Reg No
60230144
Rating
Regional
Categories of Special Interest
Architectural, Social
Original Use
House
In Use As
House
Date
1902 - 1908
Coordinates
322926, 225341
Date Recorded
31/01/2017
Date Updated
--/--/--
Semi-detached three-bay single-storey local authority house, extant 1908, on a T-shaped plan centred on single-bay single-storey gabled advanced open porch. One of a pair. Hipped slate roof; pitched (gabled) slate roof (porch), clay ridge tiles, red brick Running bond battered central chimney stack having corbelled stepped capping supporting terracotta pots, and cast-iron rainwater goods on exposed timber rafters retaining cast-iron downpipes. Roughcast walls on rendered plinth with rusticated rendered pier to corner. Square-headed central door opening with step threshold, and concealed dressings framing glazed timber boarded door. Square-headed flanking window openings in camber-headed recesses with cut-granite sills, and rendered "bas-relief" surrounds framing six-over-six timber sash windows. Set back from line of road in landscaped grounds with roughcast boundary wall to perimeter having lichen-spotted rendered rounded coping.

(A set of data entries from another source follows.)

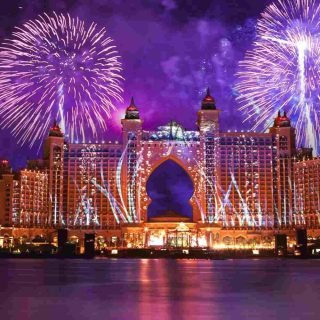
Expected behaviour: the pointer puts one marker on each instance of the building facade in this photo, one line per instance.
(242, 181)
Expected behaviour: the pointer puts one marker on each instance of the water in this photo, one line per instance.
(159, 289)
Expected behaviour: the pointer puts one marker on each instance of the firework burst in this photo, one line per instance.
(57, 67)
(282, 70)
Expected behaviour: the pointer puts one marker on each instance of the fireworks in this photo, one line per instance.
(282, 70)
(56, 67)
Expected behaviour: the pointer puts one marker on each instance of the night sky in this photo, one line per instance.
(172, 50)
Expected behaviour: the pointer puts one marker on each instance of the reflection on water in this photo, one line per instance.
(159, 289)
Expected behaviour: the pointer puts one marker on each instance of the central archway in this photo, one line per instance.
(170, 189)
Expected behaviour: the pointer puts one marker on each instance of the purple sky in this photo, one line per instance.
(171, 51)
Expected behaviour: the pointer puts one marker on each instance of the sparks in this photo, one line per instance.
(57, 67)
(282, 70)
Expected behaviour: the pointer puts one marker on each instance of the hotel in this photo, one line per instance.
(247, 185)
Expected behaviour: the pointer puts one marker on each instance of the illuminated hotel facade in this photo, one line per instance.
(246, 184)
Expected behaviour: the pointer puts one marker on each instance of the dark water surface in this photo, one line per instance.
(159, 289)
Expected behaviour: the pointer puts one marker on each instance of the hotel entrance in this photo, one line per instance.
(181, 237)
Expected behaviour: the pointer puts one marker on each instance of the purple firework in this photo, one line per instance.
(57, 67)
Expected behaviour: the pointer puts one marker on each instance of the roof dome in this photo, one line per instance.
(208, 102)
(55, 130)
(132, 111)
(282, 121)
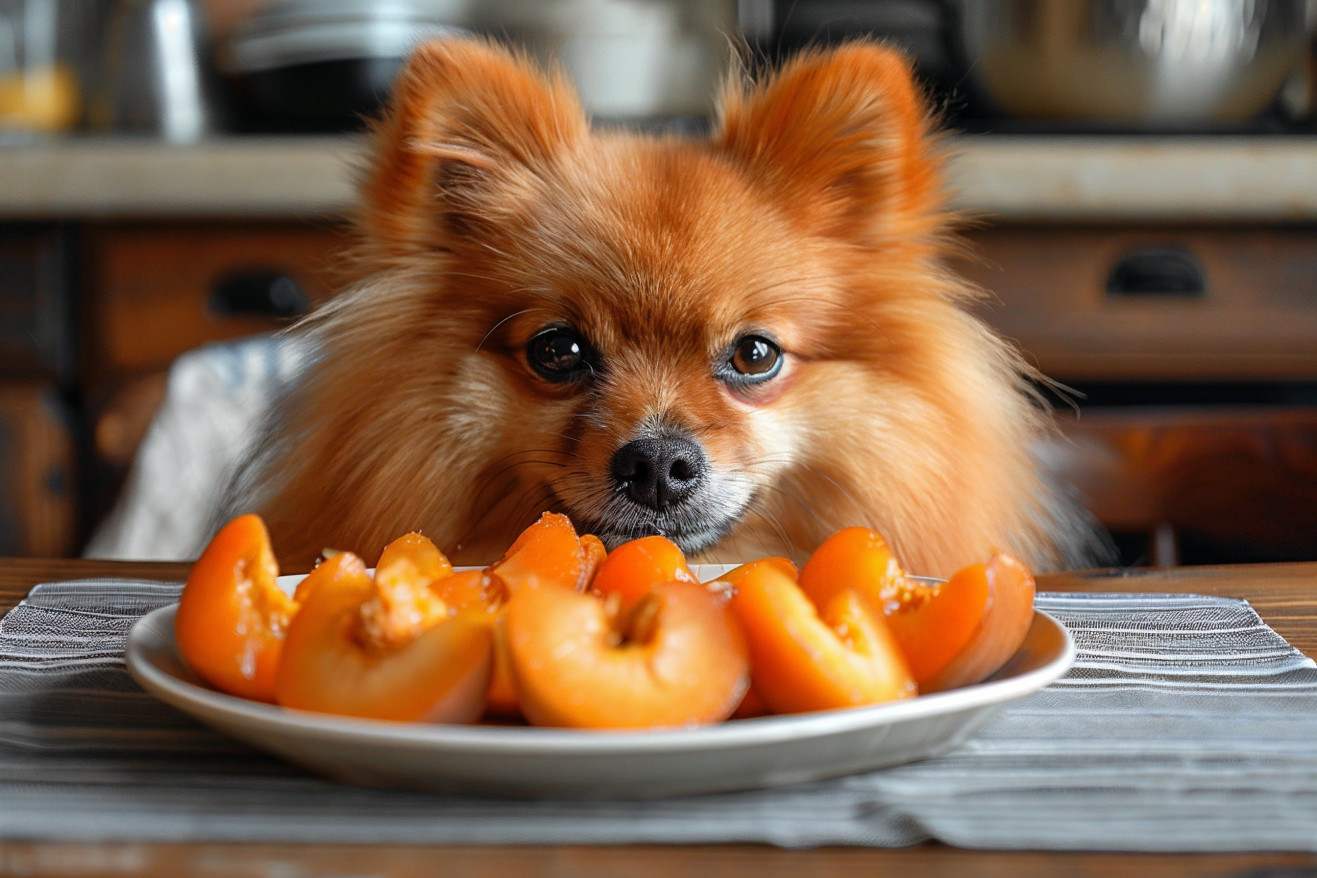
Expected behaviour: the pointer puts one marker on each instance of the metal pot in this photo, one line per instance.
(1131, 62)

A house erected as one of a pair (including 60230143) representing an integral component of the early twentieth-century domestic built heritage of south County Dublin with the architectural value of the composition, one recalling a contemporary design for a labourer's cottage by Thomas Joseph Byrne (1876-1939), Architect and Clerk to South Dublin Rural District Council (appointed 1901), suggested by such attributes as the compact rectilinear plan form centred on a windbreak-like porch. Having been well maintained, the elementary form and massing survive intact together with substantial quantities of the original fabric, thus upholding the character or integrity of a house forming part of a self-contained ensemble making a pleasing visual statement in Old Bray Road.